How to process large data set stored in a database in a reliable manner through WSO2 EI

WSO2 Enterprise Integrator (a.k.a WSO2 EI) is a magic bullet in the integration space which provides capabilities like

  • Enterprise Service Bus
  • Data Integration
  • Message Broker
  • Business Process Server
  • Analytics

In this post, I’m going to explain about using the “Integration” capabilities of the product to process a large data set stored in a database in a reliable and guaranteed manner. WSO2 EI comes with a separate runtime component (a.k.a profile) which is capable of fulfilling both ESB as well as Data integration requirements.

Let’s take a hypothetical example where you have a set of orders which needs to be sent to 2 of your warehouses in the same order they arrived. Let’s say this information is stored in a table which contains 100k+ rows. Here are the challenges you need face when processing this data set

  • Data needs to be processed batch wise — otherwise, the server will go OOM
  • Orders need to be sent to 2 endpoints (systems)
  • The sequence of the orders needs to be guaranteed at the receiver side (needs to be the same as stored in the database table)

Let’s see how we can implement this scenario with WSO2 EI. The below diagram explains the process flow of the implementation.


Here we are using the following EI artefacts to implement this scenario.

  • Proxy Service (CMProxy) — this is the entry point of the message processing flow. When a request comes into this service, the process will start. You can define this logic in a sequence and use a scheduled task to trigger this process periodically if needed
  • Data service (SampleDS) — this data service provides 2 operations. One to get the count of all the records and another one to get a selected set of rows from the database table
  • Class mediator (TestMediator) — this mediator implements the logic to iterate through the entire data set by calling the data service in a loop
  • DB calling sequence (dblookupsequence) — this sequence calls the data service to select a set of data from the table and iterate through each data element and send that to
  • Message Store (Store1, Store2) — these message stores are used to store the messages which are generated from the iterator.
  • FailedMessageStore (FailedMessageStore1,2) — these message stores are used to store the messages which got 500 SC responses. There is a limitation in the message processor that it will consider 500 SC responses are successful responses and remove the message from the message store.
  • MessageProcessor (Processor1, 2) — message processors are taking the message from the store and sending it to the backend for processing
  • ReplyHandler sequence— when the message processor get a response, it will go through the reply handler. Since message processor considers 500 responses as normal responses, it is checked and put into a failedMessageStore within this sequence
  • storeFaultHandler sequence — this sequence is executed when there is a failure occurred when processing the message from message processor
  • endpoint (endpoint1, endpoint2) — these are the actual backend services which these messages need to be delivered in an orderly manner

The full source code for this implementation can be found in the below GitHub repository.

When a request is received to the proxy service, it starts executing in the below mentioned order.

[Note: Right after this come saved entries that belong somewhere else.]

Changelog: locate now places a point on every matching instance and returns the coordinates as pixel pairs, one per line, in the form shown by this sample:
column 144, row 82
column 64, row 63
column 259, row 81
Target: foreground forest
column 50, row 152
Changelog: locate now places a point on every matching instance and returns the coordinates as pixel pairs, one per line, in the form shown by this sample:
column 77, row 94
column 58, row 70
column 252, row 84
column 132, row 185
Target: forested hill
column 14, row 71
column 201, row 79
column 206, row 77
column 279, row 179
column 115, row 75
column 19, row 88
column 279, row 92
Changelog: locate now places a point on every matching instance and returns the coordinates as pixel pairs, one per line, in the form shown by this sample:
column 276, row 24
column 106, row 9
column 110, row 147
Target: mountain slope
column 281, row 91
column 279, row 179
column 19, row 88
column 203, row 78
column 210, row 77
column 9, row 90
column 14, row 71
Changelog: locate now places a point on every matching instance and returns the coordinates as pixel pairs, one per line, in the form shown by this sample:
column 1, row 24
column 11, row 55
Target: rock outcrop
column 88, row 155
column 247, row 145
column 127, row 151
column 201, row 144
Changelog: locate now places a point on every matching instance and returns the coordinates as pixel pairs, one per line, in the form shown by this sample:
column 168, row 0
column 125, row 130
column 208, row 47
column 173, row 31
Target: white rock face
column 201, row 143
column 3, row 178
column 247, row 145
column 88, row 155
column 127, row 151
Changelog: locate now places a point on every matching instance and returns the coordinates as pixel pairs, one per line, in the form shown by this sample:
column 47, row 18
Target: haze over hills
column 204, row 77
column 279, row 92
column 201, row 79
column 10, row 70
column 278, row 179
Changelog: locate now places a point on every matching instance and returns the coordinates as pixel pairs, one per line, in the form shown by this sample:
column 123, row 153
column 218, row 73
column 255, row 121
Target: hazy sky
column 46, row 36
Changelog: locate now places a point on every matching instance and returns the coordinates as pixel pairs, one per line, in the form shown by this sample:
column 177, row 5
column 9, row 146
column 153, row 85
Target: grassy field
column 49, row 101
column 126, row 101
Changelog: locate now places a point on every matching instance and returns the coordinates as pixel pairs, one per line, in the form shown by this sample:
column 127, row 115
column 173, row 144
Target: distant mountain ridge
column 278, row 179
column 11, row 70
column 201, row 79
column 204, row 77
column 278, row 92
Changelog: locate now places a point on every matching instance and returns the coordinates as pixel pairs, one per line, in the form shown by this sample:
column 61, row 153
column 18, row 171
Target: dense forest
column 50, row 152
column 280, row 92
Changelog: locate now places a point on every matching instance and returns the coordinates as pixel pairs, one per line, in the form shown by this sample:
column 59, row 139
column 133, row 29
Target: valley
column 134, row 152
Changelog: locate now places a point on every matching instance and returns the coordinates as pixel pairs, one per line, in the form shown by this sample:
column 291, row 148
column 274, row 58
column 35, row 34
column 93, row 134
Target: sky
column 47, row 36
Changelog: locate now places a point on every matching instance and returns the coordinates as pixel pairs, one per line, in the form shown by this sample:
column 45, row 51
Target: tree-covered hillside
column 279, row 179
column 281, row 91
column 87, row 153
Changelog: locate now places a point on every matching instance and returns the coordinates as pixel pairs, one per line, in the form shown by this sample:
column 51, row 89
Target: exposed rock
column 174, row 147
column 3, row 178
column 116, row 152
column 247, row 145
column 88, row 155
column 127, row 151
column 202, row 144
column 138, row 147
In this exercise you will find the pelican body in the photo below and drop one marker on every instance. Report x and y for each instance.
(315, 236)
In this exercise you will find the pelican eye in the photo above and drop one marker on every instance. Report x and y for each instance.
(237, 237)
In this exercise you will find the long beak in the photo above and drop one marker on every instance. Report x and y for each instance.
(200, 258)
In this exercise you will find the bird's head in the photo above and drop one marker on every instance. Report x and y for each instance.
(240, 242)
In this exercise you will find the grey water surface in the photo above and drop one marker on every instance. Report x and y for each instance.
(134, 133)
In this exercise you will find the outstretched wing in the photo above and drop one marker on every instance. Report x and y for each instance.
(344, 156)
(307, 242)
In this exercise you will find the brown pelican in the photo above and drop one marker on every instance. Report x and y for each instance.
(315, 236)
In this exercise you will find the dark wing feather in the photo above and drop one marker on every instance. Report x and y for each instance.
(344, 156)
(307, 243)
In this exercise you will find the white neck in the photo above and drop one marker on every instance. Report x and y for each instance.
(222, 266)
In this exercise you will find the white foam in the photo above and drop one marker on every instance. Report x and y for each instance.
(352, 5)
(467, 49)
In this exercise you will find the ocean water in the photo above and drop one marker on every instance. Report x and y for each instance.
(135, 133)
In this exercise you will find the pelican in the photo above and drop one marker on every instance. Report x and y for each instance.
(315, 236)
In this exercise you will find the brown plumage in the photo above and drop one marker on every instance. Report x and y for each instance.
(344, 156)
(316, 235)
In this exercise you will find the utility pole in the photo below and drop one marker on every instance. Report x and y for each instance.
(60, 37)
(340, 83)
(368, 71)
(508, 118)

  • This implementation starts with a proxy service (this can be an API or Sequence) which calls a data service to get the count of all the rows available at the database table.
  • Then this count is set to a synapse property.
  • After that, there is a class mediator (written in Java) which reads the “count” value and take a parameter called “limit” which will decide the number of records read at once from the database when processing. This parameter allows users to get rid of any OOM errors and provide more control to the processing step. Within this class mediator, it will loop through the chunks of data of “limit” size and call a sequence which is stored in registry under “conf” section.
  • Within the sequence, it will take the “startValue” and “limitValue” parameters which were set in the class mediator and call the dataservice with these parameters to read exactly that segment of the table (from “startValue” a chunk of “limitValue”) and then iterate through this data set, clone and store them one by one in 2 different message stores. These message stores are backed by message queues created in WSO2 EI Broker profile which is running with offset 3. You should run this within your local machine to test this implementation. This process will be repeated from the class mediator until the table data is fully read.
  • The message store will store these messages in the same order which were present in the database table. Then a message processor is configured to consume these messages in the same order (FIFO) and send to an endpoint.
  • This endpoint will process the message and give a response. If there is a failure in the endpoint, the message processor will retry 4 times and then deactivate without processing further messages. This will prevent messages from losing.
  • Once the process is completed, the messages are delivered to the endpoint in the same order which was stored in the database table and you can verify that by looking at the log file.
  • Make sure to save the “dblookupsequence” in the registry under “conf” path since that is the path referred by the class mediator.

A sample database table used for this implementation is similar to below table.

Sample table

That’s all you need to do. This scenario covered a lot of different aspects of integration. Here are some of the key points

  • Iterating through messages
  • Cloning messages
  • Implement pagination when reading from a table
  • Guaranteed delivery
  • In-order delivery
  • Processing a large set of data without going OOM

You can use sections of this implementation to fulfil the aforementioned use cases separately.